David Ambibard : La rencontre entre Larry Graham et Matthieu Chedid - M - fait partie d’une de mes plus grandes fiertés. -M- était fan de Larry Graham, donc la réunion de ces deux artistes était quelque chose d’assez exceptionnel. Les conditions de mise en oeuvre de ce projet ont été difficiles. Prince est décédé fin avril 2016 et le concert a été présenté au mois de juin. On a décidé de proposer un concert hommage alors qu’on avait que trois semaines pour tout monter. Tous les moments qu’on a partagés en studios de répétition, dans les coulisses ainsi que le concert ont été géniaux. C’est ce genre de production qui sert de marqueur dans l’histoire d’un festival. À La Défense Jazz on essaye de créer ces instants uniques qui restent dans la mémoire du festival !

Un autre moment fort, c’était avec la fanfare Ceux Qui Marchent Debout programmée il y une quinzaine d’années sur le festival. On a dû faire face à une tempête sans précédent ce jour là… La fin du monde ! Quand ils ont commencé leur concert, il y avait une ambiance de dingue. Rapidement, tout le monde s’est retrouvé trempé, même le groupe car la pluie traversait les bâches. Il y a eu un tel déchainement de passion du public à l’annonce de l’arrêt du concert, que nous avons dû prendre la décision de continuer le concert dans les loges. On avait un immense espace en dessous du parvis et on a fait entrer tout le public dans les loges pour terminer en acoustique !
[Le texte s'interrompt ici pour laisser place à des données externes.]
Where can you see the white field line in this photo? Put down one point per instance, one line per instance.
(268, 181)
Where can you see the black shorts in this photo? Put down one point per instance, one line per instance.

Des moments comme ça, il y en a plein ! Des pertes d'instruments de grands musiciens... Fred Wesley (Fred Wesley & the New JBs), le tromboniste de James Brown, s’était fait voler son instrument à l’aéroport CDG. Pendant des heures on a cherché un type de trombone bien particulier et j’ai réussi à trouver un musicien d’un conservatoire qui était un fan absolu de Fred. La rencontre s’est organisée entre l’élève et le maître !
 

 
Le mot de la fin ?
David Ambibard : Entre la création du Concours de jazz en 1977 inventé par un passionné et aujourd’hui, 4 décennies se sont écoulées, mais les intentions qui animent l’esprit du festival sont restées les mêmes : accompagner des artistes émergents dans leur développement, se faire l’écho des jazz(s) qui ne cessent de se renouveler et surtout faire partager cette musique auprès d’un public toujours plus nombreux d’année en année.